# Is There a Better Double-Precision Assignment in Fortran 90

fortranfortran90

In Fortran 90 (using gfortran on Mac OS X) if I assign a value to a double-precision variable without explicitly tacking on a kind, the precision doesn't "take." What I mean is, if I run the following program:

``````program sample_dp

implicit none

integer, parameter :: sp = kind(1.0)
integer, parameter :: dp = kind(1.0d0)

real(sp) :: a = 0.
real(dp) :: b = 0., c = 0., d = 0.0_dp, e = 0_dp

! assign values
a = 0.12345678901234567890
b = 0.12345678901234567890
c = DBLE(0.12345678901234567890)
d = 0.12345678901234567890_dp

write(*,101) a, b, c, d
101 format(1x, 'Single precision: ',  T27, F17.15, / &
1x, 'Double precisison: ', T27, F17.15, / &
1x, 'Double precision (DBLE): ', T27, F17.15, / &
1x, 'Double precision (_dp): ',  T27, F17.15)

end program
``````

I get the result:

``````Single precision:        0.123456791043282
Double precision:        0.123456791043282
Double precision (DBLE): 0.123456791043282
Double precision (_dp):  0.123456789012346
``````

The single precision result starts rounding off at the 8th decimal as expected, but only the double precision variable I assigned explicitly with _dp keeps all 16 digits of precision.

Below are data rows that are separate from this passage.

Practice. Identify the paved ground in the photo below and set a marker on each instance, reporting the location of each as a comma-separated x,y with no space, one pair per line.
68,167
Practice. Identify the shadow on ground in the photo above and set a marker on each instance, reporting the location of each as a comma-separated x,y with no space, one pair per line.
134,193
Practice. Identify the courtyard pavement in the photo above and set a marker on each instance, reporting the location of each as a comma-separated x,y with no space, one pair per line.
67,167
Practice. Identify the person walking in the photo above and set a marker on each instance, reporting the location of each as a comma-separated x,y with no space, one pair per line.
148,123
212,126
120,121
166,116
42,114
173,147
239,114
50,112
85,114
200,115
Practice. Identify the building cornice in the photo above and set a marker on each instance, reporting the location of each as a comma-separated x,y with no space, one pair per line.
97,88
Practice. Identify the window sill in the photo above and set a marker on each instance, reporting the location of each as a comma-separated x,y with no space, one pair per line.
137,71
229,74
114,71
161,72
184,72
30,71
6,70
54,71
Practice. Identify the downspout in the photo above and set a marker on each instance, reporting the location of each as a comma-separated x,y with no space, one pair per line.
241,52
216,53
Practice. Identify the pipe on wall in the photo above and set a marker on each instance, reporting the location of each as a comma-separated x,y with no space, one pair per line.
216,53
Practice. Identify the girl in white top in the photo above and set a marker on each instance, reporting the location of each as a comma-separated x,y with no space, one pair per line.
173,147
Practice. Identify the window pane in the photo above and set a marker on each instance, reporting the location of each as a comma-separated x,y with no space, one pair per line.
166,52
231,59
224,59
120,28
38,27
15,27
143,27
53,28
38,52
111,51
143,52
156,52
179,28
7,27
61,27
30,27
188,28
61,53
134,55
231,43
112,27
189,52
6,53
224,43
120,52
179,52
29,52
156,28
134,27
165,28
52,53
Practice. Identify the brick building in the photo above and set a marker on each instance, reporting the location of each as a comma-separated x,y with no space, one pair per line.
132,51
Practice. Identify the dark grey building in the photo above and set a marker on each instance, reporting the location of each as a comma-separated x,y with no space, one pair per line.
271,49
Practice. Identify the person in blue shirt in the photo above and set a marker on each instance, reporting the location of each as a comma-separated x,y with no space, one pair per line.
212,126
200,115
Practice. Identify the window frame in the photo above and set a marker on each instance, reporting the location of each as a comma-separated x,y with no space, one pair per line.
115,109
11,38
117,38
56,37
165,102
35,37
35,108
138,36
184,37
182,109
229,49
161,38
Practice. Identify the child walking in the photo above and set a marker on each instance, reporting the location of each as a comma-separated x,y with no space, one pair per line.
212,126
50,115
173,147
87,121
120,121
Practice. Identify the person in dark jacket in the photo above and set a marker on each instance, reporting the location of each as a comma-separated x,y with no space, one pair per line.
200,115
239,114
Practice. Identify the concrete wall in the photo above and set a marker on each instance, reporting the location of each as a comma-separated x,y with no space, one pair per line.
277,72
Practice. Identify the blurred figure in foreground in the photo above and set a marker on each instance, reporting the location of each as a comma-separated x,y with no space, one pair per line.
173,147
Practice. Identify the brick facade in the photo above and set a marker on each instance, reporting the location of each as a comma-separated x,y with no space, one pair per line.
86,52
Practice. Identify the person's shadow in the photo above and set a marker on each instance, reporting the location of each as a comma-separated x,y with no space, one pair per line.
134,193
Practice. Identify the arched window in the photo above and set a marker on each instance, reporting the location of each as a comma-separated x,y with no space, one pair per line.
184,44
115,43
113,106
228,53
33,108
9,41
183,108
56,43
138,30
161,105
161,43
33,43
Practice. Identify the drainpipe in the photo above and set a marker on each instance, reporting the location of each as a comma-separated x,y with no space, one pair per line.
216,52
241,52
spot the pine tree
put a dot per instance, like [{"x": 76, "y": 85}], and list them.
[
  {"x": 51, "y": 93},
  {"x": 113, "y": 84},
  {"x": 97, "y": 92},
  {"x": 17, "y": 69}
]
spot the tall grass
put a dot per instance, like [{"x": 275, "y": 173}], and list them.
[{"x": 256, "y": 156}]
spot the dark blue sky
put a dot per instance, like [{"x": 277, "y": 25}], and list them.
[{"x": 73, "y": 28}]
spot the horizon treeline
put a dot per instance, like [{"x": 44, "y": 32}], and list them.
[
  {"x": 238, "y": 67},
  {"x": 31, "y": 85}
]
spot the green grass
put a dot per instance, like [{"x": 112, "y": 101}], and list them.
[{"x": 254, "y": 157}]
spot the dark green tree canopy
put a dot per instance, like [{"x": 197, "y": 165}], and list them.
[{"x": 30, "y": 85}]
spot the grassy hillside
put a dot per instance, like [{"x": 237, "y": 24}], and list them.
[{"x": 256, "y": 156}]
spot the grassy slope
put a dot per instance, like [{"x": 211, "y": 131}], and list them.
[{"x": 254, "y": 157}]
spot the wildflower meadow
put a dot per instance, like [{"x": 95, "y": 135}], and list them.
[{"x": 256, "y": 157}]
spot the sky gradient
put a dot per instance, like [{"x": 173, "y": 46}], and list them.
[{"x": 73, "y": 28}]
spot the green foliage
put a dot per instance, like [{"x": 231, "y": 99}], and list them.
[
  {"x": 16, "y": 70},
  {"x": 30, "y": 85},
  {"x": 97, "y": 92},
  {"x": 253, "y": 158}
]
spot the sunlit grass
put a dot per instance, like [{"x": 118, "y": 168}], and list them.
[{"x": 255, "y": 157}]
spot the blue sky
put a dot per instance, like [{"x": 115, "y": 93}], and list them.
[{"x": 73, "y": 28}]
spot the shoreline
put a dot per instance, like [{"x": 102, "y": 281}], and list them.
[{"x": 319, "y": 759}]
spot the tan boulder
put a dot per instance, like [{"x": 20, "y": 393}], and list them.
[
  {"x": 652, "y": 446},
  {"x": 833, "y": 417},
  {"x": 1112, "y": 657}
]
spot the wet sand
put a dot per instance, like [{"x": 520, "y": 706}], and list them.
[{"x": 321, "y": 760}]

This seems odd, as I would expect (I'm relatively new to Fortran) that a double precision variable would automatically be double-precision. Is there a better way to assign double precision variables, or do I have to explicitly type them as above?

#### Best Solution

A real which isn't marked as double precision will be assumed to be single precision. Just because sometime later you assign it to a double precision variable, or convert it to double precision, that doesn't mean that the value will 'magically' be double precision. It doesn't look ahead to see how the value will be used.